1/2 cup spicy sriracha peanuts, finely ground in food processor (you may substitute another nut or the same amount of flour)

1/2 teaspoon salt (or less if nuts are salted)

1/4 cup vegetable oil

1/4 cup unsweetened non-dairy milk (I use soy; you may need slightly more)

Preheat oven to 400 degrees. Place tartlet or tart pans on a baking sheet. Combine all crust ingredients in a medium bowl blending with your fingers and/or a fork. Divide among tartlet pans or transfer all of mixture into large tart pan. Using your fingers and, if desired, the bottom of a glass, evenly press dough onto the bottom and sides of pan(s). Doc or prick the bottom and sides of crust with a fork. Bake 12 minutes or until golden brown. While crust(s) bake prepare filling.


1/2 cup vegan cream cheese, nut crema, blended tofu, etc. (I use the latter, but it just needs to be thick and creamy with a fairly sturdy body, so not, for example aquafaba or a salad dressing; vegan sour cream might work)

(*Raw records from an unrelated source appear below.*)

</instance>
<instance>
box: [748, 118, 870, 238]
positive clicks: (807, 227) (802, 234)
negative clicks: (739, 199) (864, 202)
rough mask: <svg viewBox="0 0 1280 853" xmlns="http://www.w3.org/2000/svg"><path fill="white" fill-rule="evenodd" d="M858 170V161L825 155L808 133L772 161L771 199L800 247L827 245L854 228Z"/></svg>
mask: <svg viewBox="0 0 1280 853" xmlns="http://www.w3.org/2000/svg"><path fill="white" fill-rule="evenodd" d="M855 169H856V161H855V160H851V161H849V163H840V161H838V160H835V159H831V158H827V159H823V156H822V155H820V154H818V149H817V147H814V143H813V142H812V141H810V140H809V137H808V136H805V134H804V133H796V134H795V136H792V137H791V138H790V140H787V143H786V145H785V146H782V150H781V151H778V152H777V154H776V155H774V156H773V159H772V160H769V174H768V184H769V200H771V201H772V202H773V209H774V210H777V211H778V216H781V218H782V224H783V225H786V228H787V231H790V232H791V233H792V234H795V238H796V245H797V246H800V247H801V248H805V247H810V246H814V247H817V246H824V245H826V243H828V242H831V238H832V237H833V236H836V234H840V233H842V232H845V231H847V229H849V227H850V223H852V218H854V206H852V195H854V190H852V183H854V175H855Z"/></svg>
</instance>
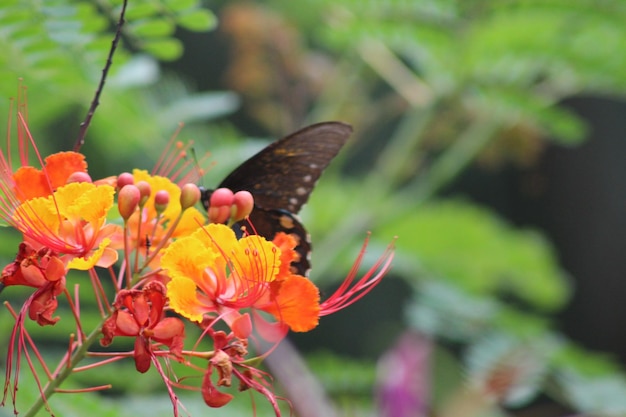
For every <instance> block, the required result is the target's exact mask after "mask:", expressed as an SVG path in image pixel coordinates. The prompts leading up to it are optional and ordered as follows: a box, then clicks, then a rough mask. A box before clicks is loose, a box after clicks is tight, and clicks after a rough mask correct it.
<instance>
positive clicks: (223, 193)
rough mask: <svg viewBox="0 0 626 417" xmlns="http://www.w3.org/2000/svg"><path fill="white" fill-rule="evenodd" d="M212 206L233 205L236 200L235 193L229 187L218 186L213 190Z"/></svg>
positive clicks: (212, 206)
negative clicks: (233, 193) (221, 187)
mask: <svg viewBox="0 0 626 417" xmlns="http://www.w3.org/2000/svg"><path fill="white" fill-rule="evenodd" d="M209 201H210V206H211V207H220V206H228V207H230V206H232V205H233V203H234V201H235V195H234V194H233V192H232V191H231V190H229V189H228V188H218V189H217V190H215V191H213V194H211V199H210V200H209Z"/></svg>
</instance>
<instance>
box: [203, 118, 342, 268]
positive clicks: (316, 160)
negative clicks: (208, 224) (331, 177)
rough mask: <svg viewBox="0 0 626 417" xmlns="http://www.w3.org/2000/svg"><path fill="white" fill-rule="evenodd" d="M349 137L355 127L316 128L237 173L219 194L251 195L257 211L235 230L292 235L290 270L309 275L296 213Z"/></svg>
mask: <svg viewBox="0 0 626 417" xmlns="http://www.w3.org/2000/svg"><path fill="white" fill-rule="evenodd" d="M351 133H352V127H350V126H349V125H347V124H345V123H341V122H324V123H317V124H314V125H311V126H308V127H305V128H303V129H301V130H298V131H297V132H294V133H292V134H290V135H288V136H286V137H284V138H282V139H279V140H277V141H276V142H274V143H272V144H270V145H268V146H267V147H266V148H264V149H262V150H261V151H260V152H259V153H257V154H256V155H254V156H252V157H251V158H250V159H248V160H247V161H245V162H244V163H243V164H241V165H240V166H239V167H237V168H236V169H235V170H234V171H233V172H231V173H230V174H229V175H228V176H227V177H226V178H225V179H224V180H223V181H222V182H221V183H220V184H219V185H218V188H222V187H223V188H228V189H230V190H232V191H233V192H236V191H241V190H246V191H249V192H250V193H252V195H253V196H254V209H253V210H252V213H251V214H250V216H249V219H248V221H242V222H239V223H238V224H236V225H235V227H234V228H235V229H236V230H240V229H241V227H242V226H245V227H246V230H247V231H248V232H249V233H254V234H258V235H261V236H264V237H265V238H266V239H268V240H271V239H273V238H274V236H275V235H276V233H278V232H285V233H287V234H291V235H292V236H293V237H294V238H295V239H296V241H297V246H296V251H297V252H298V254H299V255H300V259H299V260H297V261H295V262H294V263H292V267H293V269H294V272H296V273H298V274H301V275H305V274H306V273H307V271H308V270H309V268H310V262H309V259H308V257H309V253H310V251H311V243H310V242H309V238H308V234H307V232H306V229H305V228H304V226H303V225H302V223H301V222H300V220H299V219H298V217H297V213H298V212H299V211H300V209H301V208H302V206H303V205H304V204H305V203H306V202H307V201H308V199H309V196H310V195H311V192H312V191H313V188H314V187H315V183H316V182H317V180H318V179H319V177H320V176H321V175H322V172H323V171H324V169H326V167H327V166H328V164H330V161H331V160H332V159H333V158H334V157H335V156H336V155H337V153H339V151H340V150H341V148H342V147H343V145H344V144H345V143H346V141H347V139H348V137H349V136H350V134H351ZM212 192H213V191H212V190H205V191H203V194H202V202H203V204H204V206H205V208H207V209H208V207H209V199H210V197H211V193H212Z"/></svg>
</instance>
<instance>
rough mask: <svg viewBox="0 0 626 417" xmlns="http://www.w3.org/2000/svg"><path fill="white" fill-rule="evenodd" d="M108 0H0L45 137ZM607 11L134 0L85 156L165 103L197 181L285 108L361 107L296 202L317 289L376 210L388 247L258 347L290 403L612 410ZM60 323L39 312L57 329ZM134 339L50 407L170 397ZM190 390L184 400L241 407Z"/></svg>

Optional, but delicious: 1 teaspoon fresh lemon juice

1/4 teaspoon sea salt

1/4 teaspoon garlic powder

1/4 teaspoon onion powder

1/2 cup shredded vegan mozzarella

1/2 teaspoon shredded vegan Parmesan

2 thinly sliced green onions, both white and green parts

Very thin roasted asparagus spears or other roasted vegetables

4 or more halved cherry tomatoes

In a medium bowl, combine all ingredients, except asparagus and cherry tomatoes, well with a fork. Spoon into tart shells, dividing evenly if making tartlets, arrange asparagus and tomatoes on top, and bake for 12 minutes. Cool enough to handle, remove tart(s) from pan(s), and serve immediately.